The Mail on Sunday

Seek-and-destroy drug is new hope to fight melanoma

- By Eve Simmons

MELANOMA skin cancer patients will soon be able to get a ‘striking’ new drug treatment on the NHS that turboboost­s their immune system. The drug is pembrolizu­mab, which is given as an infusion during an hour-long appointmen­t in hospital once every six weeks for a year.

It primes the immune system to seek out and destroy cancer cells by activating a molecule on the surface of infection-fighting cells, called PD-1.

Newly published data shows that three-quarters of patients given pembrolizu­mab remain cancerfree for a year, while half are still disease-free after three years.

Without treatment, melanoma cancers return within a few years in roughly 70 per cent of cases.

Previously only a small number of NHS patients could access pembrolizu­mab via the Cancer Drugs Fund, which covers the cost of experiment­al treatments from pharmaceut­ical companies, but the decision by health chiefs means thousands more will now benefit.

Specialist­s say the drug, which works by blocking a molecule that helps cancer cells hide from the immune system, is just one example of the ‘new frontier’ in keeping skin cancer at bay for good.

‘A few years ago there wasn’t anything much we could do to prevent the cancer from coming back,’ says Dr Mark Harries, consultant oncologist at Guy’s and St Thomas’ NHS Foundation Trust in London and chairman of the charity Melanoma Focus. ‘Chemothera­py was pretty useless, so there was little we could do other than wait for the cancer to inevitably return.

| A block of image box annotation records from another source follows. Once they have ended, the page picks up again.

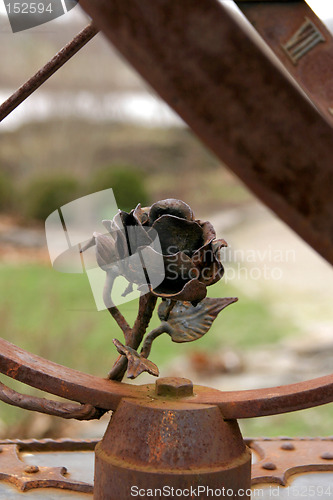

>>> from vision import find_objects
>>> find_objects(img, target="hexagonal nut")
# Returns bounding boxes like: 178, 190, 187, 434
156, 377, 193, 398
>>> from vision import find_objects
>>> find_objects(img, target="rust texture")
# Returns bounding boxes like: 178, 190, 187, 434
0, 24, 98, 122
249, 438, 333, 486
80, 0, 333, 263
237, 1, 333, 125
0, 444, 93, 493
0, 339, 333, 419
94, 398, 251, 500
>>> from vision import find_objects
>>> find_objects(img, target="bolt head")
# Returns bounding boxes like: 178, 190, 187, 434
156, 377, 193, 398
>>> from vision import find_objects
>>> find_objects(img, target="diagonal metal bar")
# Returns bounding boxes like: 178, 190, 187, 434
80, 0, 333, 263
0, 23, 98, 122
236, 0, 333, 124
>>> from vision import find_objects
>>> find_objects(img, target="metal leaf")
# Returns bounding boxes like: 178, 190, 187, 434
112, 339, 160, 378
158, 297, 238, 342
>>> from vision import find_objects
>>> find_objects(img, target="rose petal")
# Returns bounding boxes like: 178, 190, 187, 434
195, 220, 216, 245
149, 198, 194, 224
153, 215, 204, 255
95, 234, 119, 271
133, 203, 150, 225
151, 279, 207, 303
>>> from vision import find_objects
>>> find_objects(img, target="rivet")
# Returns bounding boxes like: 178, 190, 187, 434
24, 465, 39, 474
281, 443, 295, 451
261, 462, 276, 470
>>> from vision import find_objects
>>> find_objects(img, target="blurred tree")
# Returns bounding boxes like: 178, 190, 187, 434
89, 165, 150, 211
21, 173, 80, 220
0, 172, 15, 212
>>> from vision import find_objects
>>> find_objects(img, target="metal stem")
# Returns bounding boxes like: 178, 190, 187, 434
108, 293, 157, 382
0, 23, 98, 122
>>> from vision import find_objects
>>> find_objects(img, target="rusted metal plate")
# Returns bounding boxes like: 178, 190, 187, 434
236, 0, 333, 125
248, 438, 333, 486
0, 437, 333, 500
80, 0, 333, 263
0, 440, 96, 498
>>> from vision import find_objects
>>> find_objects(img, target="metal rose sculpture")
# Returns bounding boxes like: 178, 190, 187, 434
82, 199, 237, 380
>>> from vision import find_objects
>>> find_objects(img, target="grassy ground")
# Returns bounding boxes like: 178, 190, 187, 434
0, 264, 332, 436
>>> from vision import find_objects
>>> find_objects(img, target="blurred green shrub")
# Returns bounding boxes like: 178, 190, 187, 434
89, 165, 150, 211
21, 173, 80, 220
0, 172, 15, 212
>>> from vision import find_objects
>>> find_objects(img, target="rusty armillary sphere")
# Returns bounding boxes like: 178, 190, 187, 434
0, 0, 333, 500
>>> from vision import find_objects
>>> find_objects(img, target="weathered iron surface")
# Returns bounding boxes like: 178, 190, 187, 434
0, 24, 98, 121
94, 398, 251, 500
0, 444, 93, 493
0, 339, 333, 419
0, 437, 333, 494
248, 438, 333, 486
237, 1, 333, 125
80, 0, 333, 263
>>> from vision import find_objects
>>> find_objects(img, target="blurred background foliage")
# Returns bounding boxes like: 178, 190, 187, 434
0, 8, 333, 438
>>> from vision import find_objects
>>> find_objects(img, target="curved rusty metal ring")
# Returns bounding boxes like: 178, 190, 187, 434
0, 339, 333, 419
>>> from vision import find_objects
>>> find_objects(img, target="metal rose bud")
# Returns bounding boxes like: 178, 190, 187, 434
147, 199, 227, 305
83, 198, 227, 305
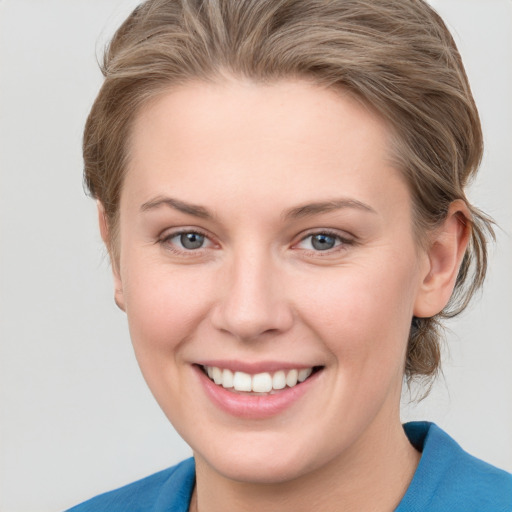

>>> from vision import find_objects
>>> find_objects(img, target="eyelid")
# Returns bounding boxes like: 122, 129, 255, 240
293, 228, 357, 254
156, 226, 218, 256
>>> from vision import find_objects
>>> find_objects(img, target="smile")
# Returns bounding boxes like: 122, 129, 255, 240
202, 366, 316, 394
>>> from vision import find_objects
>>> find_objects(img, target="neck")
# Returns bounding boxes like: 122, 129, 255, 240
190, 419, 420, 512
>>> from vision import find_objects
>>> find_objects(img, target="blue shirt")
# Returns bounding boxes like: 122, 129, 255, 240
67, 422, 512, 512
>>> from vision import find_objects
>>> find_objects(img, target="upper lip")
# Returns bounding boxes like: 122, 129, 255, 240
196, 359, 321, 374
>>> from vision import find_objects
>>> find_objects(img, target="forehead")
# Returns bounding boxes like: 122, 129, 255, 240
123, 79, 412, 217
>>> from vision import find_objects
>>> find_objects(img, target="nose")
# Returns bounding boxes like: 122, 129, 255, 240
212, 248, 293, 340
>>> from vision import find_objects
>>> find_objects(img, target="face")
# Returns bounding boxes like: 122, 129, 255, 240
116, 79, 426, 482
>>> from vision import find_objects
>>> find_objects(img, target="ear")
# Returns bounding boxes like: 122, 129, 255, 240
97, 201, 126, 311
414, 199, 471, 318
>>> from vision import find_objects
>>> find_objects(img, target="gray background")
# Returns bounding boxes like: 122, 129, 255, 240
0, 0, 512, 512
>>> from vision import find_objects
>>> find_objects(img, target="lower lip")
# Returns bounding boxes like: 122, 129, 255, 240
194, 366, 322, 419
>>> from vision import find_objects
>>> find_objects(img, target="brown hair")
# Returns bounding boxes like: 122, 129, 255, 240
83, 0, 494, 381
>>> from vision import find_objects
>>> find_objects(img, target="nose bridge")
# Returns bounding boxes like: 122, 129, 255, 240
215, 244, 292, 340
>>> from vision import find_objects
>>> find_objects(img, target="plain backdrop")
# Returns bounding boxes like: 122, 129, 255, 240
0, 0, 512, 512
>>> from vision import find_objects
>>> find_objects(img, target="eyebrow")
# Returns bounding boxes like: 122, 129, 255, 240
140, 197, 213, 219
140, 197, 377, 219
284, 198, 377, 219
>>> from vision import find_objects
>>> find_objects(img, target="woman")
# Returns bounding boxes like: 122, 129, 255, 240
66, 0, 512, 512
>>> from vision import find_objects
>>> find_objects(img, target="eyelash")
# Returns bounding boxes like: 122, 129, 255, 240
157, 228, 357, 257
157, 229, 214, 257
294, 229, 357, 257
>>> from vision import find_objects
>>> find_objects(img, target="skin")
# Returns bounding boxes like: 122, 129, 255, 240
99, 78, 468, 512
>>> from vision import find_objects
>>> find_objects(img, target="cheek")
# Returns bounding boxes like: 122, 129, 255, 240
123, 258, 211, 356
294, 257, 415, 365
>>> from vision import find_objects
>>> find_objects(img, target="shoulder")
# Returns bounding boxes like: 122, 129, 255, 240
67, 459, 195, 512
397, 422, 512, 512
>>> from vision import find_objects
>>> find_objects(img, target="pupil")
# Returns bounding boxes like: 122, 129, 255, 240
180, 233, 204, 249
311, 235, 336, 251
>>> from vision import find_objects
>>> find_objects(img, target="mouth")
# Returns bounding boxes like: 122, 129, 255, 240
199, 365, 323, 396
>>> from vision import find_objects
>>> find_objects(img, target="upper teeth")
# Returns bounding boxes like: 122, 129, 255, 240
204, 366, 313, 393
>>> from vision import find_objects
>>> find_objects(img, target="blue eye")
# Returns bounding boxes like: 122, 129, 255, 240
297, 233, 344, 251
163, 231, 212, 252
311, 233, 336, 251
177, 233, 205, 251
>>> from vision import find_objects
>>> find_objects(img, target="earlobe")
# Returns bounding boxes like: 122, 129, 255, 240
414, 199, 471, 318
97, 201, 126, 311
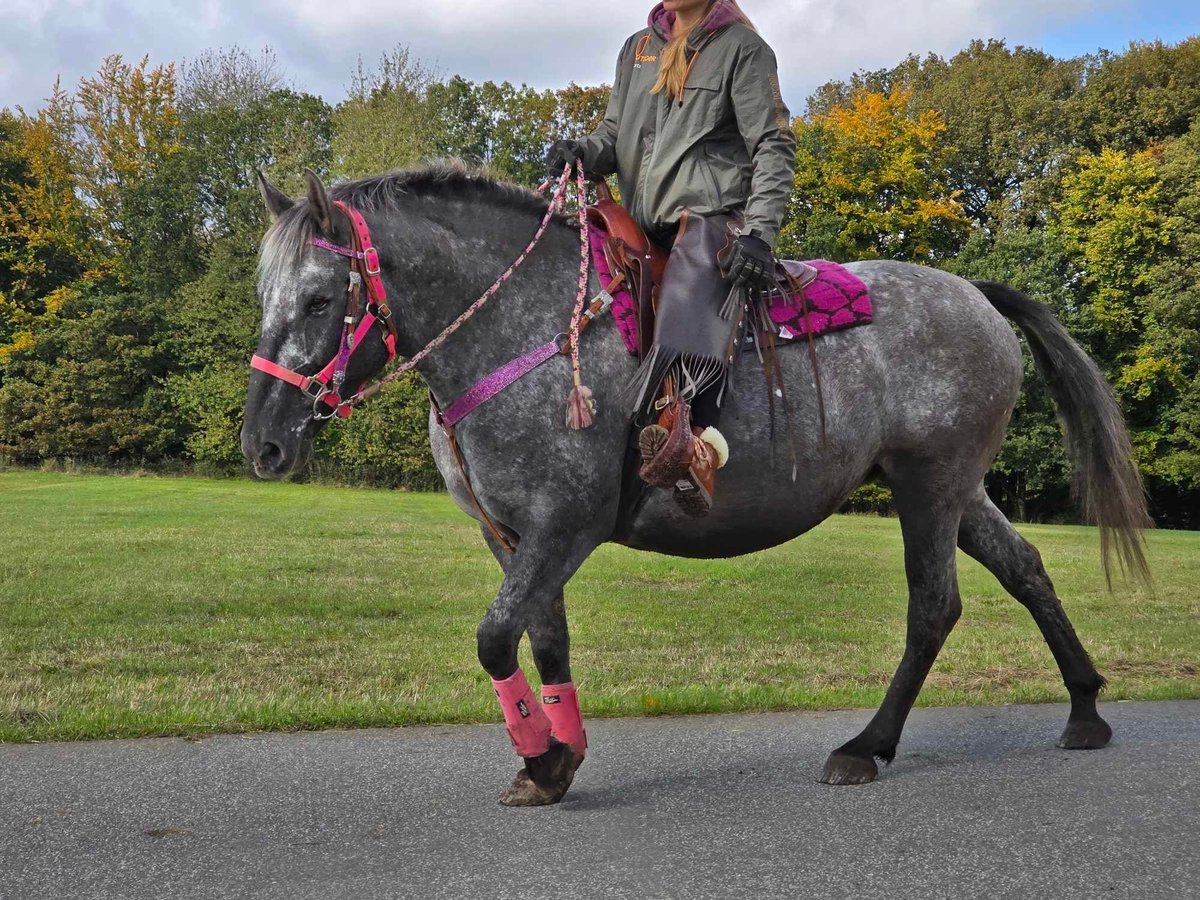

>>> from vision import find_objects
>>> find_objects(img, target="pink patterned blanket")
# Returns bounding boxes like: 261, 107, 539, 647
590, 228, 872, 353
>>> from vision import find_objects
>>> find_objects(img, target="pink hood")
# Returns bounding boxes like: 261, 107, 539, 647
647, 0, 742, 41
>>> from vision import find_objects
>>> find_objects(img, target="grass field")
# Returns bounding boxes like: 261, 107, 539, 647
0, 472, 1200, 740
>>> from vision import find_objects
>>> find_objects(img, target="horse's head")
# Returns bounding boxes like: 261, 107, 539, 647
241, 172, 389, 479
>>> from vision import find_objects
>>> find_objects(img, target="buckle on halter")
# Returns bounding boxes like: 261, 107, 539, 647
362, 247, 379, 277
300, 378, 332, 403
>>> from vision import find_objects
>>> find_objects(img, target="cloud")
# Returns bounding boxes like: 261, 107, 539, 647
0, 0, 1134, 112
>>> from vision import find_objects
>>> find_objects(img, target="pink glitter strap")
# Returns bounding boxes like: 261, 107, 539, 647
308, 238, 365, 259
442, 341, 562, 426
492, 666, 551, 760
541, 682, 588, 762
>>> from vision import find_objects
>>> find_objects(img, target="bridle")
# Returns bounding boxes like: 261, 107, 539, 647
250, 162, 600, 553
250, 200, 396, 421
250, 162, 595, 427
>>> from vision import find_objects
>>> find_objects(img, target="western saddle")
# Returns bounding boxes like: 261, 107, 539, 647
587, 179, 817, 359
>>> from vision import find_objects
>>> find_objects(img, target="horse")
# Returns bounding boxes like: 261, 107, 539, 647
241, 163, 1151, 805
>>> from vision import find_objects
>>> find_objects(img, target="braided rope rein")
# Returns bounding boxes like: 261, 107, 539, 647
340, 161, 595, 430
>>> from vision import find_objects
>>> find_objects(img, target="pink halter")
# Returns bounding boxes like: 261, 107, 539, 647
250, 200, 396, 419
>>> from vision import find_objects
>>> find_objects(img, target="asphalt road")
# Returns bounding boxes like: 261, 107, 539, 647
0, 702, 1200, 900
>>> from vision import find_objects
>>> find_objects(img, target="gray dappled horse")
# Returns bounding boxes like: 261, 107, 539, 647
241, 167, 1150, 804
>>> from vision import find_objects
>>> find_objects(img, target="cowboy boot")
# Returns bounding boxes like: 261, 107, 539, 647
674, 426, 730, 518
637, 400, 694, 488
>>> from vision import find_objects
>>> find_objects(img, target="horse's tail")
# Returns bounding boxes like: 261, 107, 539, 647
973, 281, 1153, 584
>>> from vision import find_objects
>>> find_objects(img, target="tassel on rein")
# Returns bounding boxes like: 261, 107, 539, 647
566, 160, 596, 431
566, 384, 595, 431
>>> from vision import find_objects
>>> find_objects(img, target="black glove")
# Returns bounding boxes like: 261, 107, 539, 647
546, 140, 584, 179
719, 234, 775, 288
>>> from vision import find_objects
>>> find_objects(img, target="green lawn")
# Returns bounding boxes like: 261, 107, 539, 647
0, 472, 1200, 740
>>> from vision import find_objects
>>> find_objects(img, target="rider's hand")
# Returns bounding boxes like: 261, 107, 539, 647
546, 140, 584, 179
722, 234, 775, 288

‘But now we have a treatment that has a striking effect on cancer cells and means it is likely many patients will live far longer, healthier lives.’

Dr Harries hopes pembrolizu­mab will prove even more effective when used alongside another emerging technology – a blood test being trialled at the Christie NHS Foundation Trust in Manchester that can spot tiny fragments of cancer DNA before it shows up on scans.

‘The smaller the trace of cancer, the better pembrolizu­mab works,’ says Dr Harries. ‘So intervenin­g as early as possible before the cancer has a chance to grow is crucial.’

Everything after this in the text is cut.